Tax Benefits of Property Ownership

A bit of good news! The IRS provides for significant tax breaks with short-term tax benefits to those who invest in real estate. We don’t want to get into the nitty gritty of real estate tax law here because it gets complicated quickly. And tax rules are subject to change. Partner up with an experienced professional to evaluate the potential tax benefits you may receive from your second property. 

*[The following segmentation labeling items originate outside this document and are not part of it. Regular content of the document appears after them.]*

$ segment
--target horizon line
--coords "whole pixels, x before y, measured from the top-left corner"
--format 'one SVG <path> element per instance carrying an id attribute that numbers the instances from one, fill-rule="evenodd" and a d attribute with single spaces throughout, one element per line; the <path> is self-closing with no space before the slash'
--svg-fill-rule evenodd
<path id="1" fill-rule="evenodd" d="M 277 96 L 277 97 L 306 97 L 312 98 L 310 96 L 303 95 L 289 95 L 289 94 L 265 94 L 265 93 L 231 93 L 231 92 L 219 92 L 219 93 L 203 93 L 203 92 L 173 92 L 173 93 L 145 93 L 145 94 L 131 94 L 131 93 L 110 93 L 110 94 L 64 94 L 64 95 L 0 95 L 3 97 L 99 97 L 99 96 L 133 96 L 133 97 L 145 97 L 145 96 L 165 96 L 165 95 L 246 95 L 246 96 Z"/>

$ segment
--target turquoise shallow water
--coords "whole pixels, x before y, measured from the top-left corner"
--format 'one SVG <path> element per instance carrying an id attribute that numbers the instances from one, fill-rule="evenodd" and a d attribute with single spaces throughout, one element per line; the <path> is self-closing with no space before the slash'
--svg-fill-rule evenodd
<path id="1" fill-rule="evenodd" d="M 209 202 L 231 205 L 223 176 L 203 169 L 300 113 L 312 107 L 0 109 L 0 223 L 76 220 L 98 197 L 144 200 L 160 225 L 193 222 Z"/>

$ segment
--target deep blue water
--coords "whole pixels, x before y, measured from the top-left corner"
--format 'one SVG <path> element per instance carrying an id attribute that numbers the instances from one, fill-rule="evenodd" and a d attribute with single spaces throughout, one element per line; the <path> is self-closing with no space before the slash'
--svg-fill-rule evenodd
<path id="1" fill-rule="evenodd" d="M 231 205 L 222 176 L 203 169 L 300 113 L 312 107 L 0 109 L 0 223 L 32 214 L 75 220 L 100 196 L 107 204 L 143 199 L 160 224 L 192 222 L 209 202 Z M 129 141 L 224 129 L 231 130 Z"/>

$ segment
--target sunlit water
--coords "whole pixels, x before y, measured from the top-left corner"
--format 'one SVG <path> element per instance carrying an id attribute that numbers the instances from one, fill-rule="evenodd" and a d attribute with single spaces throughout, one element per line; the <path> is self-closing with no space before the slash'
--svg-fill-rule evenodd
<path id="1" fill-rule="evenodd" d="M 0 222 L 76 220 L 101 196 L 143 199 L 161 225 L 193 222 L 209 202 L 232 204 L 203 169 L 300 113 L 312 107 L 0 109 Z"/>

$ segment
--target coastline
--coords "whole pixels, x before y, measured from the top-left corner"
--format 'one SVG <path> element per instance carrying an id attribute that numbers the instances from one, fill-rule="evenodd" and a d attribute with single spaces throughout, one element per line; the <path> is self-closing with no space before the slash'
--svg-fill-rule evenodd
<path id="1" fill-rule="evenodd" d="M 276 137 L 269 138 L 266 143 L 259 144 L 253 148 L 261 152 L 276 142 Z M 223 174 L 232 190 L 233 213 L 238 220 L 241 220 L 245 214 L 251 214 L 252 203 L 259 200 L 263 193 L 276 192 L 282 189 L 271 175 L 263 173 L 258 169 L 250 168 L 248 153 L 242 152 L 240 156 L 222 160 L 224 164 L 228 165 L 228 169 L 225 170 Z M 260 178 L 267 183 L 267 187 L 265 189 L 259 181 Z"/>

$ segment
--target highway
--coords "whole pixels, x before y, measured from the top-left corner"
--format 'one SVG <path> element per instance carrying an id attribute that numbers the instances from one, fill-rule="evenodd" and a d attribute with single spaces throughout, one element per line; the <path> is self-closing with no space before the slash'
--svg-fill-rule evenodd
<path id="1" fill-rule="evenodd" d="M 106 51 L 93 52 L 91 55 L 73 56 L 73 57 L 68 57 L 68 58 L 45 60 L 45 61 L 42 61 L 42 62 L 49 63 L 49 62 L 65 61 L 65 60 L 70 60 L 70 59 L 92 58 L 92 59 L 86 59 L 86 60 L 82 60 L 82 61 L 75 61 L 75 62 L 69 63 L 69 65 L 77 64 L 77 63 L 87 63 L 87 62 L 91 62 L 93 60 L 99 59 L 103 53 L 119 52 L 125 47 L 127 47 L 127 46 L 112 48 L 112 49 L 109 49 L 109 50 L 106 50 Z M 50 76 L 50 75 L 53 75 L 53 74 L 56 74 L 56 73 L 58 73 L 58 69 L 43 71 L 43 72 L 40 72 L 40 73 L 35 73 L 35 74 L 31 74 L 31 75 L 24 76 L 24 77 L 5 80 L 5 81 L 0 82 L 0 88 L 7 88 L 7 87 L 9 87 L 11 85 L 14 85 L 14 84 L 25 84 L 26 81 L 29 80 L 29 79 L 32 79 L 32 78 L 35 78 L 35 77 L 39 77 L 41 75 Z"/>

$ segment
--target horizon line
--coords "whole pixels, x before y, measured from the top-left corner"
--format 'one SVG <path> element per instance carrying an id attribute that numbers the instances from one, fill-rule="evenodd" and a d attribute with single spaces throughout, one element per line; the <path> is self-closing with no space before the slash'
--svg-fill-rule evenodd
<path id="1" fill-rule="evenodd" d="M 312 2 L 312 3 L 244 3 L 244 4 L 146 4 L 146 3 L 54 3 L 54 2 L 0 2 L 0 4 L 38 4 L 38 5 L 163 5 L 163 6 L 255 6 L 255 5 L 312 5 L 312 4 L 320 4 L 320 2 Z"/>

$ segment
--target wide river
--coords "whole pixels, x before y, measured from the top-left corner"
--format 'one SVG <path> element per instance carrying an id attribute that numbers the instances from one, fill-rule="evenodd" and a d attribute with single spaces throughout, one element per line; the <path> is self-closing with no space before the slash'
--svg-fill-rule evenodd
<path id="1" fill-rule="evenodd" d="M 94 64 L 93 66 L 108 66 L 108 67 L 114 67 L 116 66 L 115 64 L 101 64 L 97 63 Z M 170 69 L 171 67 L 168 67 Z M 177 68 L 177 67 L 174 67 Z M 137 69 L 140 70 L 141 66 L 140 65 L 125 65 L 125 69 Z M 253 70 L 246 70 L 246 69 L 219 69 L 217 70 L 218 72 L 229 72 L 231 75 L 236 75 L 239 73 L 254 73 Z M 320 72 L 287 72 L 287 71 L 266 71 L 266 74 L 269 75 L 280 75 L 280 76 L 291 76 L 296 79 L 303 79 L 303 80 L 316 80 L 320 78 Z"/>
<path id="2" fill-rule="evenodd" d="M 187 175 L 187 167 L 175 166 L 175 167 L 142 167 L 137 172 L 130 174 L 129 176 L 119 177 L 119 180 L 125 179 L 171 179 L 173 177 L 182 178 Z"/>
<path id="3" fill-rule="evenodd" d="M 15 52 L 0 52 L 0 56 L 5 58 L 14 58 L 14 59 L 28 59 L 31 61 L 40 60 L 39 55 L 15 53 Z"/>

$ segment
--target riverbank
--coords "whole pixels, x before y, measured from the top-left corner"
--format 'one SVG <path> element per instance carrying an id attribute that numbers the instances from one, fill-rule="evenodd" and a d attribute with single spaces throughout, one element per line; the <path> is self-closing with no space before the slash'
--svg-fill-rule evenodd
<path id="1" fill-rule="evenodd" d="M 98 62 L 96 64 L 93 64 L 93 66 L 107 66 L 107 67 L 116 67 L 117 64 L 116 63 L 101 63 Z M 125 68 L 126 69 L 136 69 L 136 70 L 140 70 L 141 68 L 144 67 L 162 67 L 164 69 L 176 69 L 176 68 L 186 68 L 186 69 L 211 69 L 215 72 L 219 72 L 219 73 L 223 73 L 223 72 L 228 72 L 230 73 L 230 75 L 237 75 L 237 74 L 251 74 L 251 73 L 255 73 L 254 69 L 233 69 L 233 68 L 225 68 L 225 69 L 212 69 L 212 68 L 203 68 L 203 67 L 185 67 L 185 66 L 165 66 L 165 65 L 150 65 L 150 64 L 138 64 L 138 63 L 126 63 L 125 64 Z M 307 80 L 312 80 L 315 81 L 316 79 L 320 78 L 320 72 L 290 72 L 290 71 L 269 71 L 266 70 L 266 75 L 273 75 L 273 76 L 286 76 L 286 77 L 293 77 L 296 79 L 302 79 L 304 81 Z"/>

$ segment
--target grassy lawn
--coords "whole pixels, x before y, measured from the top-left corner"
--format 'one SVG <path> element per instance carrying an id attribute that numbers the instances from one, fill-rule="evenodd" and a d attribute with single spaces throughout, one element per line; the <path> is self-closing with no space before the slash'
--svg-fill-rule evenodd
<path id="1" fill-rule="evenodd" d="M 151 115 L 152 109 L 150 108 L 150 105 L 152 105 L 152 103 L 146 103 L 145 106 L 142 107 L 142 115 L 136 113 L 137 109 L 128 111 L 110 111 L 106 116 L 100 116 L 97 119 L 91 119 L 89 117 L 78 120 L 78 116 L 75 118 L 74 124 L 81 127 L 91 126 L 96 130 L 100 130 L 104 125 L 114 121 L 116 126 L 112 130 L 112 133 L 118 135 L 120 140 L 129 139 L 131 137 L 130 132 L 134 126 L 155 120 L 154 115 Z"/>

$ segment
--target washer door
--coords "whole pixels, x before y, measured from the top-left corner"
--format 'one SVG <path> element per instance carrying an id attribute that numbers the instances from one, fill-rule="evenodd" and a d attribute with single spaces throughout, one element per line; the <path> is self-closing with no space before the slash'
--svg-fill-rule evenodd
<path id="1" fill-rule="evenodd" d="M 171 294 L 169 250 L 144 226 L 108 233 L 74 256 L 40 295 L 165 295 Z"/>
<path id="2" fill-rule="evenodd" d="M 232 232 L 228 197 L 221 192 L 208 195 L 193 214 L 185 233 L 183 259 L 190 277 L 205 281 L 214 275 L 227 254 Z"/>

4 Best Places to Buy a Vacation Home

Are you thinking about an overseas property for your second home as a vacation destination? The current strength of the dollar is creating bargains in places across the globe. Consider these locations below to get a great deal on an overseas investment. For more information, check out this article from Forbes on the best places to buy a second home overseas

Beach in Brazil

Brazil

A real estate purchase in Brazil will qualify you for permanent residency in the country. This is a recent change that makes investing in the region even more attractive. Brazil has a fascinating history with incredible property options along the coast in Rio de Janeiro and smaller beach towns like Florianopolis. In certain parts of Brazil, you can snag large beachfront property for less than $75,000. What’s more, Brazil’s economy is heading into a recovery period that stands to further raise the value of your investment in dollar terms. A few words of caution: currency exchange rates and controls can be tricky. 

a park in Mexico

Mexico

Mexico boasts two long coasts, mountain towns, and unique sights to see including the Mayan ruins and rain forests. It’s the most accessible “overseas” location for travelers from the United States – within driving distance from certain areas. This makes it possible to maintain a dual lifestyle in both the United States and Mexico, if desired.Today’s exchange rates mean low cost of living and great property bargains. To establish residency, you can obtain your visa in under thirty minutes from a Mexican consulate in the United States. A few words of caution: certain parts of Mexico have dangerous conflict zones. 

a beach in Chile

Chile

The high standard of living in Chile makes it one of Latin America’s easiest transitions for American expats. The country feels efficient, stable, and safe. The coastal communities offer temperate climates that are comfortable all year round. At today’s exchange rates, buyers can get a bargain concerning both cost of living and property values. Similar to Mexico, the residency process is relatively easy and can be completed by mail.  A few words of caution: pollution can be a major problem in big cities like Santiago and getting to Chile is at least a nine hour flight from the United States. 

a open plan dining room with a gorgeous mountain view

Colombia

Did you know that the AARP named Boquete, Panama one of the top five places in the world to retire? Property values throughout the region continue to be under-valued and in favor of investors. In large part, this is due to misperceptions about the safety and character of the area. In Medellin, for instance, investors can stand to make a sound purchase with as little as $50,000. What’s more, Colombia is one of the easiest places on the globe to obtain residency. The requirements are minimal and there are 17 visa options to choose from. A few words of caution: exchange control, high taxes, and other bureaucracy can be a real drag. 

Try it out!

A second home gives you the opportunity to have another lifestyle if that’s what you’re looking for … perhaps even in a different part of the world. It can also be a baller revenue-generating machine. But as with any major investment, buying a second home is not without its risks. Go into the potential investment with eyes wide open and clear goals for your purchase!